Странная это вещь – способность поэзии заражать читающего выраженным в ней переживанием. Мы мучаемся от тех же недугов, что и поэты, отдающие нам свою боль. Давно недвижные уста продолжают говорить нам, а сердца, обратившиеся в прах, все так же с нами делятся своим счастьем. Мы спешим запечатлеть поцелуй на кровоточащих губах Фантины, мы скитаемся за Манон Леско по всему свету. Любовное безумие тирийца принадлежит нам, как принадлежит нам и ужас Ореста. Нет такой страсти, которой мы не могли бы испытать, и мы свободны сами выбирать для этого время. Жизнь! Ах, жизнь! Не надо к ней обращаться за тем, чтобы почерпнуть опыт и осуществить заложенное в нас. Она ведь неизменно обуздана обстоятельствами, и смысл ее невнятен, и нет в ней того тонкого соответствия формы и духа, которого одного жаждет натура художника, натура критика. За все, что она создает, мы должны платить слишком дорого, и даже самую мерзкую ее тайну мы покупаем ценой чудовищной и безмерной.

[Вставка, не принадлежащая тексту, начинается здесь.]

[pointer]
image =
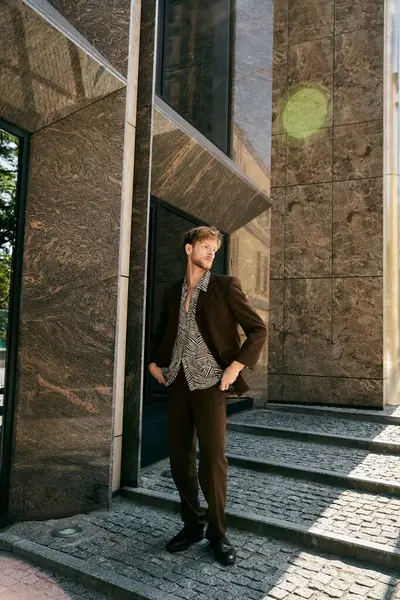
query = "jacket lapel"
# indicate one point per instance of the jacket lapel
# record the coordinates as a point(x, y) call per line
point(175, 299)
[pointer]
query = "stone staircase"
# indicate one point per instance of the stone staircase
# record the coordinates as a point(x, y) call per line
point(321, 478)
point(313, 508)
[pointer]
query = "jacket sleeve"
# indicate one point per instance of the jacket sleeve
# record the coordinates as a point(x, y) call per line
point(251, 323)
point(160, 329)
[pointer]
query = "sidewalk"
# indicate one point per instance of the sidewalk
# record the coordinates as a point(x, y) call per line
point(19, 580)
point(313, 507)
point(125, 549)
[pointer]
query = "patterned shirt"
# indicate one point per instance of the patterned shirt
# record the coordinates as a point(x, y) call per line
point(190, 350)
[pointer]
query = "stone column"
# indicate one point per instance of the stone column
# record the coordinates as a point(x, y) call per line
point(327, 232)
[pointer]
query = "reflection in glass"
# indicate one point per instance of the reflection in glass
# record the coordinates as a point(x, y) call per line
point(9, 146)
point(194, 64)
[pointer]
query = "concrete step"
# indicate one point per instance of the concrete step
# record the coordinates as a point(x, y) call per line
point(325, 423)
point(346, 466)
point(389, 414)
point(123, 551)
point(387, 447)
point(299, 511)
point(309, 474)
point(345, 546)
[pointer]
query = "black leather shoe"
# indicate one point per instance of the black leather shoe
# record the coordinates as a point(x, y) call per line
point(184, 539)
point(223, 550)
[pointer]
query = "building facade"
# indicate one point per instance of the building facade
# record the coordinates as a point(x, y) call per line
point(123, 124)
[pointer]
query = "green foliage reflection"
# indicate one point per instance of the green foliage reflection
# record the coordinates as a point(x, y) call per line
point(8, 190)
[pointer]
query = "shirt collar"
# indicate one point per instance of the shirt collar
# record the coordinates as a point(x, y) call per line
point(203, 284)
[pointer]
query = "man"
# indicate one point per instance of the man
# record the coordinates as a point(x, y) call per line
point(198, 355)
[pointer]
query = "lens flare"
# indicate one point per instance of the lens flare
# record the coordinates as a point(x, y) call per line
point(305, 112)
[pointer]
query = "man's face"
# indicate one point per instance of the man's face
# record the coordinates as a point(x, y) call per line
point(202, 254)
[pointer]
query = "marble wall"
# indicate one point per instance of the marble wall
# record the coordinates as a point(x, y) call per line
point(327, 227)
point(63, 415)
point(104, 23)
point(252, 89)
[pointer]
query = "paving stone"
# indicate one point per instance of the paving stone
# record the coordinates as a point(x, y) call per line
point(20, 580)
point(271, 569)
point(325, 507)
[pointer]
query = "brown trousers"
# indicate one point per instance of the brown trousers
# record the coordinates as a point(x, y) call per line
point(204, 412)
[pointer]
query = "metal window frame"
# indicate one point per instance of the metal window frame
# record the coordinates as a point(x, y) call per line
point(160, 34)
point(10, 385)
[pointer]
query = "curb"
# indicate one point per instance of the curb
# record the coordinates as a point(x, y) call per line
point(92, 576)
point(364, 484)
point(347, 414)
point(310, 436)
point(312, 538)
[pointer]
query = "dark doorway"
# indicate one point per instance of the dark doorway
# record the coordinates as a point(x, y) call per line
point(13, 163)
point(167, 263)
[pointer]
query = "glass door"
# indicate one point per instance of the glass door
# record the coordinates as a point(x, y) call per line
point(13, 158)
point(167, 263)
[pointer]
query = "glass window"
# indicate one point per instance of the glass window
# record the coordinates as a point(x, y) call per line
point(194, 70)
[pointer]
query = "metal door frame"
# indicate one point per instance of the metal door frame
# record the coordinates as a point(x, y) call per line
point(10, 378)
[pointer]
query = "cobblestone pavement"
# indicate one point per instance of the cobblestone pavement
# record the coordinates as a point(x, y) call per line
point(320, 424)
point(130, 541)
point(335, 459)
point(330, 509)
point(19, 580)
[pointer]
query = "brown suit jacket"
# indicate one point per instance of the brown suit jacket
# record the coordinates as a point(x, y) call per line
point(219, 311)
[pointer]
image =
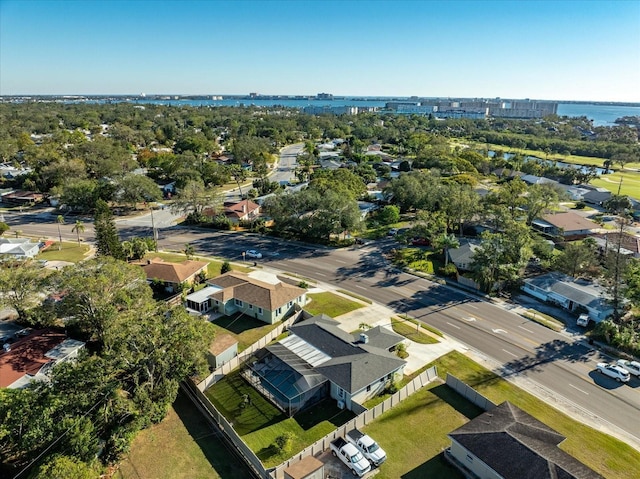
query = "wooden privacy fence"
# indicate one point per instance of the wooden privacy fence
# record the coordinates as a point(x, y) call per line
point(469, 393)
point(229, 366)
point(361, 420)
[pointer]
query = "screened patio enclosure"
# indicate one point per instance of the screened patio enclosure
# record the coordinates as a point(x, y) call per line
point(284, 373)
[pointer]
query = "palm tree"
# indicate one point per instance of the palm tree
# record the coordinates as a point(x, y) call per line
point(78, 228)
point(445, 242)
point(60, 221)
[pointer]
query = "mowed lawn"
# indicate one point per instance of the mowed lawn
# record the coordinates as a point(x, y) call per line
point(429, 415)
point(330, 304)
point(245, 329)
point(259, 422)
point(182, 446)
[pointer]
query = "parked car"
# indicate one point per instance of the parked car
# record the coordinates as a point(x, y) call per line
point(351, 456)
point(367, 446)
point(420, 242)
point(614, 371)
point(632, 366)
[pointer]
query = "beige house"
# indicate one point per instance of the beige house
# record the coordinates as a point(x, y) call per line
point(173, 274)
point(262, 296)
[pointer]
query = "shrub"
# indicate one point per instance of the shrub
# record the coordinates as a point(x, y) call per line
point(284, 442)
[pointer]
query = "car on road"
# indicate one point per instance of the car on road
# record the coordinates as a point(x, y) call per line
point(420, 242)
point(632, 366)
point(614, 371)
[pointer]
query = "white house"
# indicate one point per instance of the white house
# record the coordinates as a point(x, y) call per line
point(19, 248)
point(571, 294)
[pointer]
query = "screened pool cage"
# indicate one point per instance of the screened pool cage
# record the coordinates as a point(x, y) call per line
point(284, 378)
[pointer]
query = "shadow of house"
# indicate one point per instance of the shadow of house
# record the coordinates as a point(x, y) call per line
point(173, 276)
point(319, 360)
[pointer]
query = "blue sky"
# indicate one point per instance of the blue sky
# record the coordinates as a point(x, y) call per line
point(561, 50)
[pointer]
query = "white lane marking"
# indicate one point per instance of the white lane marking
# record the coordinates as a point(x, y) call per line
point(574, 387)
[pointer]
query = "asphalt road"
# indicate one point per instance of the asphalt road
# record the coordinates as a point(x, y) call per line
point(560, 367)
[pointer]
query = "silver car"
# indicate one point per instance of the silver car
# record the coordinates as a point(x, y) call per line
point(632, 366)
point(614, 371)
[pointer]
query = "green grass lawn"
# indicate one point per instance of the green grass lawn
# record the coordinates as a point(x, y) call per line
point(260, 422)
point(245, 329)
point(330, 304)
point(415, 258)
point(630, 183)
point(182, 446)
point(609, 456)
point(412, 331)
point(70, 251)
point(213, 269)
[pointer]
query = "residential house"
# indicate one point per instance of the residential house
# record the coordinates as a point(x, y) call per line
point(20, 197)
point(596, 196)
point(32, 357)
point(462, 256)
point(172, 275)
point(508, 443)
point(571, 294)
point(260, 295)
point(568, 225)
point(245, 210)
point(19, 248)
point(319, 360)
point(629, 244)
point(222, 350)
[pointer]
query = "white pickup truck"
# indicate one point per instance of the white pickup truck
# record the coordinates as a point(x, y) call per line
point(350, 455)
point(367, 446)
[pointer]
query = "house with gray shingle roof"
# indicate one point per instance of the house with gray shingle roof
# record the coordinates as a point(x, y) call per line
point(319, 360)
point(571, 294)
point(508, 443)
point(259, 295)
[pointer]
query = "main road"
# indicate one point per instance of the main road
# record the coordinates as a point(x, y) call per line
point(559, 367)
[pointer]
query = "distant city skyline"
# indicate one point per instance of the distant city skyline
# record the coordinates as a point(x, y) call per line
point(551, 50)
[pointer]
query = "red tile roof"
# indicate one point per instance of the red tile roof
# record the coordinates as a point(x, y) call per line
point(27, 355)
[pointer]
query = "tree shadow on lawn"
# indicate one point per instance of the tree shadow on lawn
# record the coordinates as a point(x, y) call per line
point(238, 323)
point(457, 402)
point(211, 444)
point(437, 466)
point(326, 410)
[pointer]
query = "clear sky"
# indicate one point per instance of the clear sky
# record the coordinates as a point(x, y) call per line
point(560, 49)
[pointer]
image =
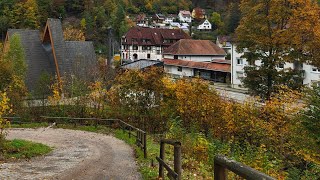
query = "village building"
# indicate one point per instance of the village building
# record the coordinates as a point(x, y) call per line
point(142, 20)
point(170, 18)
point(198, 13)
point(185, 16)
point(158, 18)
point(204, 25)
point(53, 55)
point(203, 58)
point(142, 64)
point(310, 74)
point(148, 43)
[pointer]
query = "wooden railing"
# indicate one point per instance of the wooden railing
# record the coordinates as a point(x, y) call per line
point(16, 120)
point(172, 174)
point(222, 164)
point(141, 136)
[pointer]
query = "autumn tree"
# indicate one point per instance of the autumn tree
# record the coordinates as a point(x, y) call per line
point(277, 32)
point(311, 115)
point(15, 58)
point(137, 95)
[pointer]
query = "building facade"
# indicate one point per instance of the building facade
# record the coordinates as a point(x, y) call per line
point(190, 58)
point(205, 25)
point(148, 43)
point(311, 75)
point(185, 16)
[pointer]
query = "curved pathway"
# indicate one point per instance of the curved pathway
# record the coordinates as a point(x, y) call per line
point(76, 155)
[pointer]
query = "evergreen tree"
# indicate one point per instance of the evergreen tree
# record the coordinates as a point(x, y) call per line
point(276, 32)
point(311, 115)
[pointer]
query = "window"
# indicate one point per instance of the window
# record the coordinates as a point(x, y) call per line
point(134, 40)
point(146, 47)
point(251, 63)
point(240, 75)
point(135, 47)
point(281, 65)
point(239, 61)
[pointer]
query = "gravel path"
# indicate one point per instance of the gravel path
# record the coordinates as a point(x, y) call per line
point(76, 155)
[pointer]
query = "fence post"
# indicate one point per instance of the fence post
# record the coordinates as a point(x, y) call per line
point(161, 172)
point(96, 122)
point(129, 132)
point(220, 172)
point(145, 144)
point(177, 159)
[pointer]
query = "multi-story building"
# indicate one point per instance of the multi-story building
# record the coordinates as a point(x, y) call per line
point(148, 43)
point(311, 75)
point(203, 58)
point(205, 25)
point(185, 16)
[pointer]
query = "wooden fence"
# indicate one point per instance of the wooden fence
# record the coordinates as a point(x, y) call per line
point(222, 164)
point(140, 135)
point(176, 172)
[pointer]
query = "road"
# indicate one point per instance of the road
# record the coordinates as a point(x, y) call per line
point(76, 155)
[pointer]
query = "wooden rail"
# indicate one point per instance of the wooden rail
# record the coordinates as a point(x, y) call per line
point(172, 174)
point(13, 120)
point(222, 164)
point(141, 136)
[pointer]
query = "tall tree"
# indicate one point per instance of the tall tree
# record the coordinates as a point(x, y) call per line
point(311, 115)
point(15, 57)
point(276, 32)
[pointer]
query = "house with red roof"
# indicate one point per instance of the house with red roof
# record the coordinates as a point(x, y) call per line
point(148, 43)
point(203, 58)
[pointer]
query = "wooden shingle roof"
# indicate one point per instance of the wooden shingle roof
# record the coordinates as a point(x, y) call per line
point(194, 47)
point(54, 55)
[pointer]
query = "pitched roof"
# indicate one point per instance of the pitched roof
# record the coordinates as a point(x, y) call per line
point(185, 13)
point(194, 47)
point(156, 36)
point(212, 66)
point(54, 55)
point(142, 64)
point(224, 39)
point(79, 59)
point(37, 59)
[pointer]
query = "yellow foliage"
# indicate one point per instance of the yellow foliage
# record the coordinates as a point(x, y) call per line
point(55, 98)
point(4, 109)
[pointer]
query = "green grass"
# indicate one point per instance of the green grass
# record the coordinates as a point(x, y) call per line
point(30, 125)
point(24, 149)
point(148, 167)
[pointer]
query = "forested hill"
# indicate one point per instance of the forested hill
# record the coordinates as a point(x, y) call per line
point(94, 17)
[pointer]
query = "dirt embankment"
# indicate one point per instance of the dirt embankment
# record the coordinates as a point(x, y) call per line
point(76, 155)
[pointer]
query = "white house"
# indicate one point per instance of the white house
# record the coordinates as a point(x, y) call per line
point(311, 74)
point(148, 43)
point(170, 18)
point(185, 16)
point(174, 25)
point(205, 25)
point(189, 58)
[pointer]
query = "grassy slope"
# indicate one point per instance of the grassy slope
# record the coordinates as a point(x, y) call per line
point(18, 148)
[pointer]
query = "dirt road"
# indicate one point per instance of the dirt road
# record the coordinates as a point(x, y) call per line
point(76, 155)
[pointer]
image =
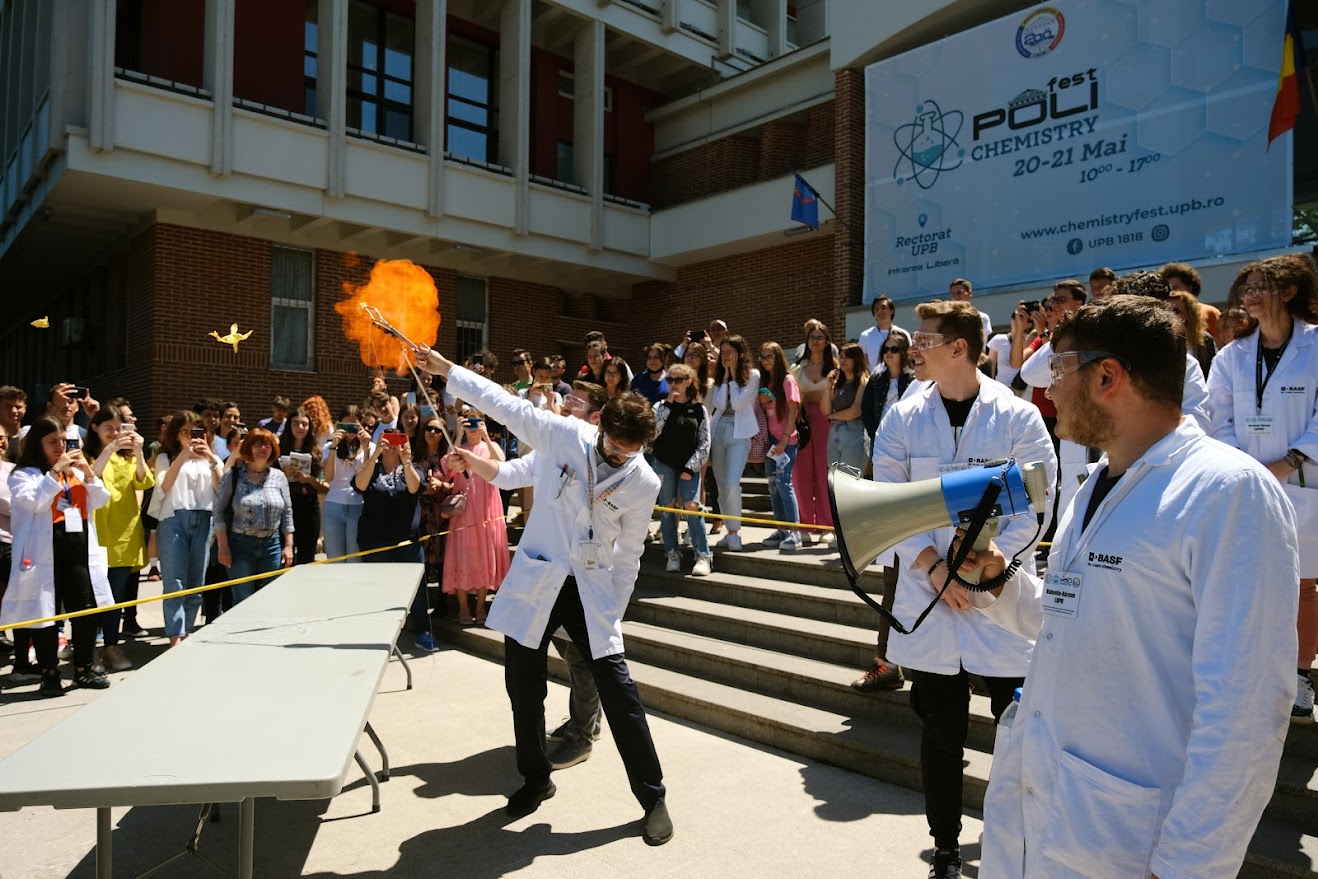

ЭРНЕСТ. Стало быть, Искусство достаточно для нас во всем?
ДЖИЛБЕРТ. Во всем. Потому что Искусство не ранит нас. В театре мы проливаем слезы – это нашли выход неощутимые, бесплодные переживания, которые и должно пробудить Искусство. Мы плачем, но не от настоящей боли. Мы охвачены скорбью, но в ней нет горечи. В реальной жизни скорбь, как заметил где-то Спиноза, мостит собою путь к совершенству в его первичном, недостаточном виде. Та же скорбь, которой мы одарены Искусством, и очищает, и возвышает, если мне позволено будет еще раз вспомнить великого критика-грека. Через Искусство, и только через Искусство, способны мы постичь, в чем наше совершенство; через Искусство, и только через Искусство, способны защититься от низменных опасностей, которыми полно действительное существование. Это так не потому лишь, что из всего доступного нашей фантазии ничто не заслуживает осуществления, но и потому, что душевные силы, как и силы физические, неким высшим законом ограничены и в протяженности своей, и в действенности. Можно изведать определенную сумму переживаний, и не больше. И много ли значат радости, которыми нас пытается соблазнить жизнь, как и напасти, которыми она хотела бы растлить и искалечить наш дух, если у нас перед глазами те, кто никогда не существовал, но в ком мы нашли истинную тайну счастья, и если мы уже выплакали все наши слезы, когда видели смерть тех, кто, как Корделия или дочь Брабанцио, никогда не умрет?